Aug. 30, 2023
Despite sending more than $43 billion in military aid to Ukraine—both lethal and non-lethal—the U.S. is not “running out” of any particular munitions or equipment needed for its own forces, Pentagon acquisition and sustainment chief William LaPlante told attendees at a defense conference in Washington, D.C.
“We’re not running out of anything,” LaPlante said in a fireside chat at the inaugural conference of the National Defense Industrial Association’s Emerging Technology Institute on Aug. 28.
“In the papers, sometimes, it says, ‘we’ve run out of X or Y,’” because of aid to Ukraine, but that’s not true, LaPLante said.
“We’re managing all of that,” he added, describing the process to identify items for Ukraine that are excess to U.S. military needs. Defense Secretary Lloyd J. Austin III and the Chairman of the Joint Chiefs review the lists of what’s being offered and what’s being requested, “and they look exactly at the effect on readiness” of providing those items, LaPlante said. If they feel there’s a negative effect, or if handing off a certain weapon or quantity of weapons increases risk beyond an acceptable level, “we won’t do it,” he said, although he didn’t cite any examples of equipment withheld.
There have been concerns in Congress that providing large quantities of Stinger anti-aircraft missiles and Javelin anti-tank missiles to Ukraine is emptying U.S. stocks, but LaPlante said there are enough on hand and has previously said his organization is working to shorten lead times for replenishment orders.
The real challenge has been to not simply provide equipment as requested, but to anticipate what Ukraine will need and have it moving through the pipeline so it arrives in a timely manner, LaPlante noted.
For example, Ukraine needed different military equipment for its ongoing counteroffensive than in the early days of the conflict, when it was focused on holding ground and repelling advances.
Since then, it’s been an effort of matching provision of gear to “the consumption rate,” LaPLante said, and in some cases such as artillery, those rates approximate the consumption in World War II.
Once the Pentagon identifies an anticipated need, “you have to look at all the tools … [and] find the best one” to get the aid to Ukraine in a sensible way, he said. Sometimes, that will mean exercising authority Congress has given to buy new items for Ukraine and ship them directly, while at other times it means asking another country to buy or provide it.
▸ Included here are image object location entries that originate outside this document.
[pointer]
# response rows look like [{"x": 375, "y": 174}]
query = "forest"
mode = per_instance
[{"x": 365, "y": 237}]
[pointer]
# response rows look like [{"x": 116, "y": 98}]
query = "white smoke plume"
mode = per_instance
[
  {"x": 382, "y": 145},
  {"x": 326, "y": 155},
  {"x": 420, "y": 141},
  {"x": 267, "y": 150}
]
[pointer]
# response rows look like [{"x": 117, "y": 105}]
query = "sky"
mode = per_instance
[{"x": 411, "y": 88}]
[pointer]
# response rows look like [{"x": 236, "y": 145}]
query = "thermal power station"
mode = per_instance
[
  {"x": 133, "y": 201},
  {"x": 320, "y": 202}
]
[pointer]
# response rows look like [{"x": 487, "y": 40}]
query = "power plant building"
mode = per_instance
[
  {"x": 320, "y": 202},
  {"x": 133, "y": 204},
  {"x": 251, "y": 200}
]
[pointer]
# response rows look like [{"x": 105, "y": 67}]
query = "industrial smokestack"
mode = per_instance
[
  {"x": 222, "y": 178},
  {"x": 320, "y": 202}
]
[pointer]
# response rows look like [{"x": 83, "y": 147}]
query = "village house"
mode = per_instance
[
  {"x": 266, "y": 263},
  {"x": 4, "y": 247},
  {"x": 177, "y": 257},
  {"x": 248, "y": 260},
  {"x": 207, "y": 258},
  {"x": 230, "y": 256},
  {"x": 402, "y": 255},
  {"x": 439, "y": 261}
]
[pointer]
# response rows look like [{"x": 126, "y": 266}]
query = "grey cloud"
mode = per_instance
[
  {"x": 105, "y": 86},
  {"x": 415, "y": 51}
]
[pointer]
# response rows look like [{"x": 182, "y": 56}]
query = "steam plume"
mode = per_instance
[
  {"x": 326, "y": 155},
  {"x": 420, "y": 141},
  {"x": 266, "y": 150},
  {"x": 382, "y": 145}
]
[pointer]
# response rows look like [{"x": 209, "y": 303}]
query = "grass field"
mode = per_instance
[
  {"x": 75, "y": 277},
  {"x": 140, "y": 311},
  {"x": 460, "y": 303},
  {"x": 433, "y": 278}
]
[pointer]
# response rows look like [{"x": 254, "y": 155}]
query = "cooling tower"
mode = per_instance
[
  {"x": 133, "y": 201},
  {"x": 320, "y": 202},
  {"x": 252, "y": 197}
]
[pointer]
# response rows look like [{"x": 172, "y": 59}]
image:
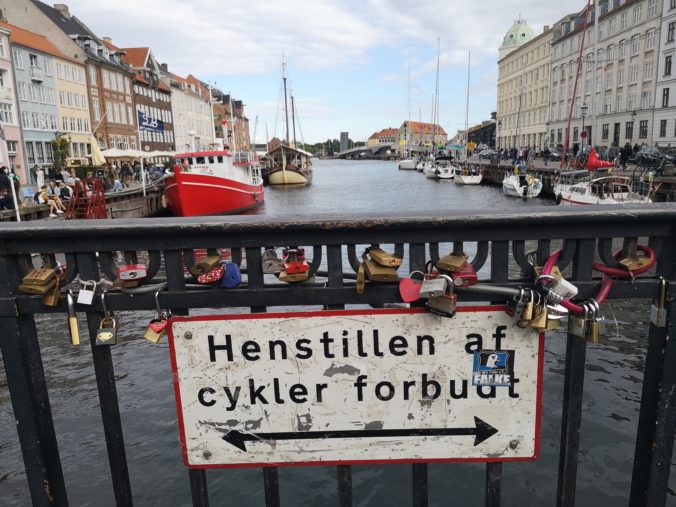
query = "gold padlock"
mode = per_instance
[
  {"x": 452, "y": 263},
  {"x": 385, "y": 258},
  {"x": 377, "y": 273},
  {"x": 294, "y": 277},
  {"x": 205, "y": 265}
]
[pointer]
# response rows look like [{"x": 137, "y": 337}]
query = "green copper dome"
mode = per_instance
[{"x": 518, "y": 34}]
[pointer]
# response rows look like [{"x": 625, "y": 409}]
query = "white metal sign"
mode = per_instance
[{"x": 356, "y": 386}]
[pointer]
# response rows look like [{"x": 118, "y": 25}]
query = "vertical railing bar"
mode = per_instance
[
  {"x": 499, "y": 274},
  {"x": 29, "y": 340},
  {"x": 173, "y": 264},
  {"x": 105, "y": 381},
  {"x": 660, "y": 465},
  {"x": 334, "y": 261},
  {"x": 571, "y": 417},
  {"x": 419, "y": 471},
  {"x": 256, "y": 281}
]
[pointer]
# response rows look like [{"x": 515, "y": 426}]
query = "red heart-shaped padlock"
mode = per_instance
[{"x": 409, "y": 290}]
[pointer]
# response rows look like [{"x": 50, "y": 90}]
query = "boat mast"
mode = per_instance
[
  {"x": 469, "y": 59},
  {"x": 286, "y": 104}
]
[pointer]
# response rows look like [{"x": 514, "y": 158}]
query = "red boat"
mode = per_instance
[{"x": 213, "y": 183}]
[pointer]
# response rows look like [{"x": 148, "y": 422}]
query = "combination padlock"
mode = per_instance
[
  {"x": 232, "y": 276},
  {"x": 107, "y": 332},
  {"x": 86, "y": 294},
  {"x": 271, "y": 264}
]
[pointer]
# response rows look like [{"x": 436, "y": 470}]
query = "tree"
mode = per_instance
[{"x": 61, "y": 152}]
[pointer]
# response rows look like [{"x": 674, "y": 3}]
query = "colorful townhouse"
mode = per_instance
[
  {"x": 11, "y": 148},
  {"x": 32, "y": 59}
]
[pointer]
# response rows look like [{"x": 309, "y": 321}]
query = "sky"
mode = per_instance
[{"x": 347, "y": 62}]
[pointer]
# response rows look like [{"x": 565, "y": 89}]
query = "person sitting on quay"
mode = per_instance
[{"x": 43, "y": 198}]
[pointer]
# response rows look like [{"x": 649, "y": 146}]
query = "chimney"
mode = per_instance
[{"x": 63, "y": 9}]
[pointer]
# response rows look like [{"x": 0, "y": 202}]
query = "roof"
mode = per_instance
[
  {"x": 417, "y": 127},
  {"x": 33, "y": 40}
]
More broadly, LaPlante said there has been a mindset change in the U.S. defense industrial base as a result of the Ukraine war. In the past, U.S. stockpiles were geared toward short conflicts and not surges. That’s changed as think tanks and Pentagon wargamers expand the timescale of their exercises, to see what would happen if a conflict didn’t last a few weeks but a year or more, he said. When the timelines are extended, it usually leads to a shortage of precision guided munitions, especially at an intense level of effort, he said.
Although this has shown up in some previous wargames, “we didn’t budget to it,” LaPLante said, and he acknowledged that munitions have frequently been the account that gets cut when budgets tighten. Moreover, during the 20 years the U.S. was fighting in Afghanistan and Iraq, there was a tendency to produce the minimum of high-end weapons needed for peer conflict.
The push now is to do more multiyear procurements, and LaPlante said that shows industry they can safely invest in expanding capacity.
Congress has given “tremendous support” in provisioning Ukraine, LaPlante asserted, although it’s taken “a lot of education” with some members. He expressed optimism that support will continue.
A new wrinkle in the aid to Ukraine will be sustainment, LaPlante said. The M1 Abrams tanks being provided to Ukraine “won’t work” in a few weeks if they don’t undergo certain kinds of maintenance. The U.S. can’t put its own troops on the battlefield and doesn’t want to expose contractors to that risk either, so LaPlante said the U.S. is increasingly turning to “tele-maintenance,” wherein contractors or Army personnel walk Ukrainian maintainers through the process remotely.
What’s being learned is applicable to how the U.S. may sustain equipment in future conflicts, as tele-maintenance will make it possible to reduce the forward footprint of troops and contractors.
All in all, LaPlante said the defense enterprise has done a “remarkable” job in streamlining processes to get Ukraine the gear it needs in a timely manner. Configuring the M1 tanks in a way that was acceptable to the Army—removing some gear considered too sensitive to risk Russia gaining access to it—normally takes a year and a half, LaPlante said, but the Army managed it in six months.